Version 11.1.0
Eviction

All the operations performed in WiredTiger are on the data read into pre-configured amount of memory. WiredTiger uses memory as a cache for all the data on the disk and the data in memory forms the current working set.

Since memory is limited and can't hold all the data stored on the disk, WiredTiger has to continuously move data that is currently not being accessed out of the memory to free up enough space to read data that are requested by the user but currently reside on the disk back into memory. This process is called eviction.

Eviction overview

The WiredTiger eviction runs in the background with one eviction server thread and several eviction worker threads.

1) The eviction server thread walks the btrees and adds the least recently used pages to the eviction queues until the queues are full. 2) The eviction workers continuously remove pages from the eviction queue and try to evict them.

Eviction has to obtain exclusive access to the page as there may be application threads still reading content on the page that is being evicted.

There are three types of eviction in WiredTiger:

1) Clean eviction 2) History store eviction 3) Update restore eviction

Clean eviction

In the case of clean eviction, there is no dirty content on the page and it is directly removed from the memory. After that, the page remains solely on the disk unchanged.

History store eviction

For history store eviction, the page is modified but the changes are all committed. Therefore, the page should be clean and can be removed from memory after the dirty changes are written to the new disk image, which is the data format WiredTiger stores on disk. The process that builds the disk image is called reconciliation. In reconciliation, WiredTiger writes the newest committed value of each key to the disk image. All the older values of the key are moved to the history store table. In the end, reconciliation flushes the new disk image to the data file on the disk and later eviction removes the old page from memory.

The history store table is the internal table for WiredTiger to store historical values for all the user-created tables. Each entry in the history store represents a historical value of a key in the user-created tables. The pages in the history store table need to be evicted and loaded back to memory as well. Different from the user-created tables, all the content on the history store page is committed as the historical values it stores must all be committed, and each entry only has one value and a deletion marking the expiration of the entry on its update chain. Therefore, history store pages should always be clean after reconciliation and can be evicted from memory. Besides, only having one committed value for each key in the history store prevents eviction from moving content already in the history store recursively to the history store when evicting a history store page because we only move the values after the first committed value to the history store.

Update restore eviction

Update restore eviction largely overlaps with history store eviction. The difference is that there are uncommitted changes on the page and WiredTiger cannot write them to the disk image. Instead, besides writing the disk image to the disk, eviction also keeps the disk image in memory and restores the uncommitted changes to the new disk image.

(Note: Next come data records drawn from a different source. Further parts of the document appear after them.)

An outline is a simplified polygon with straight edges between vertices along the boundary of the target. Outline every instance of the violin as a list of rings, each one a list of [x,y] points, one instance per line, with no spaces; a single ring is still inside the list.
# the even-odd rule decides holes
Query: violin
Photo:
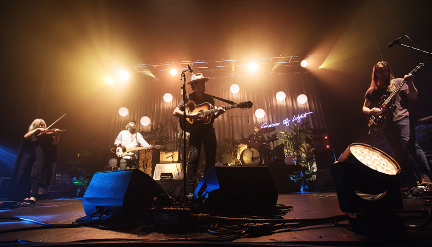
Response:
[[[51,130],[46,130],[38,134],[38,136],[42,136],[42,135],[53,135],[55,134],[55,129],[51,129]],[[66,130],[59,130],[60,133],[66,132]]]
[[[53,125],[54,125],[54,124],[55,124],[56,122],[57,122],[59,120],[61,119],[61,118],[62,118],[62,117],[63,117],[63,116],[64,116],[64,115],[66,115],[66,113],[64,113],[62,116],[60,116],[60,118],[59,118],[59,119],[58,119],[56,120],[55,122],[53,122],[52,124],[51,124],[51,125],[50,125],[50,126],[48,126],[48,128],[47,128],[47,129],[46,129],[46,130],[45,130],[45,131],[43,131],[43,132],[41,132],[40,133],[38,134],[38,136],[39,137],[39,136],[41,136],[41,135],[44,135],[44,134],[52,135],[52,134],[55,134],[55,130],[56,130],[56,129],[50,129],[50,128],[51,126],[52,126]],[[60,130],[60,132],[60,132],[61,133],[63,133],[63,132],[66,132],[66,131],[65,131],[65,130]]]

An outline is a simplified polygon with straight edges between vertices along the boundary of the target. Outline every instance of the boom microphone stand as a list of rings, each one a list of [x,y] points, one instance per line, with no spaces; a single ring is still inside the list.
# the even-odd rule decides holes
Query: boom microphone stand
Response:
[[[183,102],[184,104],[184,109],[183,110],[183,126],[186,126],[186,73],[193,72],[192,68],[187,65],[187,69],[183,70],[180,76],[180,80],[183,80]],[[181,152],[181,151],[180,151]],[[183,131],[183,194],[186,197],[186,131]],[[181,157],[181,155],[180,156]]]

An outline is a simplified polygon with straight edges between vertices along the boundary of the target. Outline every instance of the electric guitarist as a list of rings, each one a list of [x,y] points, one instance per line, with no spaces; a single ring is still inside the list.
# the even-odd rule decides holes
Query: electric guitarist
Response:
[[[204,145],[205,153],[205,168],[204,173],[205,174],[215,163],[217,141],[213,122],[214,119],[225,112],[224,108],[214,107],[214,99],[204,92],[205,83],[209,80],[209,78],[204,77],[201,73],[192,75],[191,80],[188,81],[187,84],[190,85],[193,92],[186,94],[186,103],[182,100],[173,112],[173,115],[180,118],[180,121],[183,120],[183,116],[193,121],[202,120],[204,117],[210,117],[209,120],[206,124],[199,125],[188,131],[190,148],[186,165],[186,193],[189,196],[191,196],[194,191],[201,145]],[[193,112],[196,105],[204,103],[209,104],[213,108],[218,109],[218,110],[207,116],[200,116],[198,112]],[[183,110],[185,108],[190,110],[186,111],[186,115],[184,116]]]
[[[404,184],[403,187],[407,188],[417,185],[414,165],[420,170],[422,178],[430,178],[426,157],[415,140],[415,133],[411,133],[414,131],[414,127],[410,125],[408,110],[409,102],[417,98],[417,91],[414,85],[412,74],[417,70],[414,69],[403,78],[394,78],[388,63],[377,63],[372,70],[371,85],[365,95],[363,107],[363,112],[374,119],[374,121],[369,122],[371,134],[374,136],[377,132],[381,132],[407,177],[407,181],[401,181]],[[394,92],[397,93],[393,94]],[[382,99],[387,96],[392,97],[392,101],[388,104],[391,106],[383,107]],[[370,128],[371,126],[381,126],[374,129]],[[409,159],[410,157],[411,159]],[[401,176],[403,177],[405,176]]]
[[[119,133],[114,145],[118,148],[121,148],[124,152],[128,151],[129,155],[123,156],[120,159],[120,167],[121,169],[129,168],[139,168],[138,164],[138,151],[137,149],[132,151],[127,150],[128,147],[142,147],[151,149],[153,146],[149,144],[143,138],[141,134],[137,131],[135,120],[129,121],[126,124],[126,130],[122,131]]]

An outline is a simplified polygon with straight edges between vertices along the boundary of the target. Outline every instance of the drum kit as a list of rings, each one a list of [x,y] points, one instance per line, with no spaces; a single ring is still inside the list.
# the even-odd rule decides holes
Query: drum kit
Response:
[[[264,165],[265,162],[273,159],[271,155],[270,144],[277,140],[276,134],[270,135],[270,133],[276,130],[274,127],[263,128],[258,131],[261,134],[267,134],[266,138],[264,136],[255,136],[250,139],[242,137],[240,141],[231,138],[224,138],[224,141],[235,147],[237,154],[233,151],[234,162],[230,165],[257,166]]]

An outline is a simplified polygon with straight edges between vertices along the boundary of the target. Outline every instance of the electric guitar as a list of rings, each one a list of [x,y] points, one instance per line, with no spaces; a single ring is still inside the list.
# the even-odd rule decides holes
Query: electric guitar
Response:
[[[420,63],[409,73],[413,75],[418,72],[425,65],[425,62]],[[379,108],[381,110],[381,114],[375,115],[371,115],[368,125],[369,128],[369,134],[375,137],[379,131],[383,130],[387,127],[387,125],[388,124],[389,115],[396,109],[396,105],[393,104],[393,97],[399,92],[399,90],[400,90],[404,84],[405,81],[402,80],[402,82],[397,86],[396,89],[388,97],[386,97],[386,95],[383,95],[380,100],[379,103],[373,106],[373,107]]]
[[[163,149],[165,148],[165,146],[161,146],[161,145],[155,145],[155,148],[156,149]],[[142,150],[144,149],[150,149],[149,147],[126,147],[126,148],[123,149],[121,147],[119,147],[117,148],[117,152],[116,154],[117,155],[117,157],[123,157],[123,156],[125,156],[126,155],[132,155],[134,154],[132,151],[134,150]]]
[[[245,101],[241,103],[232,104],[231,105],[227,105],[223,106],[226,110],[230,109],[234,109],[235,108],[241,108],[245,109],[251,108],[252,107],[252,102],[251,101]],[[183,122],[182,119],[179,118],[180,122],[180,128],[184,131],[188,132],[192,130],[193,130],[197,126],[200,125],[205,125],[210,122],[211,120],[211,114],[217,112],[219,108],[214,108],[212,105],[208,102],[205,102],[200,104],[196,105],[195,109],[193,111],[190,111],[190,109],[188,107],[186,107],[185,109],[185,113],[186,115],[189,113],[198,112],[198,115],[202,117],[202,119],[200,120],[194,120],[190,117],[186,117],[186,122]]]

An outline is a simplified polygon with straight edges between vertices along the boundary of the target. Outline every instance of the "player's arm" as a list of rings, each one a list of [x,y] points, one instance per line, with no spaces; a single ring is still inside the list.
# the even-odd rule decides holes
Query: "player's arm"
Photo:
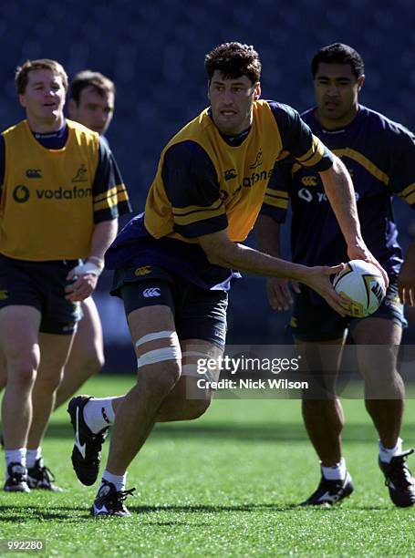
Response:
[[[415,240],[411,242],[400,268],[398,280],[399,298],[402,304],[415,305]]]
[[[343,264],[307,267],[286,262],[239,243],[233,243],[227,230],[201,236],[199,243],[211,264],[265,277],[282,277],[304,283],[316,291],[336,312],[341,315],[346,315],[341,305],[344,300],[330,283],[330,275],[341,271]]]
[[[74,280],[67,287],[67,298],[71,302],[85,300],[95,291],[97,283],[104,269],[104,254],[114,241],[118,232],[118,221],[104,221],[95,225],[91,237],[91,248],[83,264],[77,265],[67,274],[67,280]]]
[[[259,249],[276,258],[281,255],[280,232],[288,209],[291,170],[292,162],[282,161],[275,165],[254,226]],[[299,293],[298,284],[294,281],[291,284],[293,290]],[[287,279],[268,277],[266,293],[273,310],[288,310],[293,304],[290,282]]]

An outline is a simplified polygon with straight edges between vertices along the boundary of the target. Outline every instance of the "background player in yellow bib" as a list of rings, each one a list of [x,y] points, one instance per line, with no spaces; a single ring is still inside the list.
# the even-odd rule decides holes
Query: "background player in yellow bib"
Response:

Since usually there is only a subset of keys that have uncommitted changes, eviction only needs to restore those keys that are dirty after reconciliation. Apart from that, eviction may split a page into multiple pages and some of them may be clean after reconciliation even though the old page before split has uncommitted changes. Therefore, WiredTiger tracks whether it needs to do update restore eviction at the key level and the page level.

At the key level, the key needs to be restored if it has uncommitted updates. For each new page, restoration is required if any of the keys on the new page needs to be restored. Once eviction decides to restore a page, it will make a copy of the disk image in memory during reconciliation.

For the restored keys, eviction also frees all the values that have been written to the disk image or moved to the history store as there is no need to duplicate them on the update chains. For the clean keys that are not restored, their whole update chains are removed from memory along with the old disk image.

Exceptions

Eviction works differently for in-memory databases. Since they don't support the history store, eviction only discards the update chains when all the values on the update chains are globally visible. For the same reason, we cannot free the updates older than the update written to the disk image. Because there is no disk storage for in-memory database, eviction has to keep all the reconciled disk images in memory.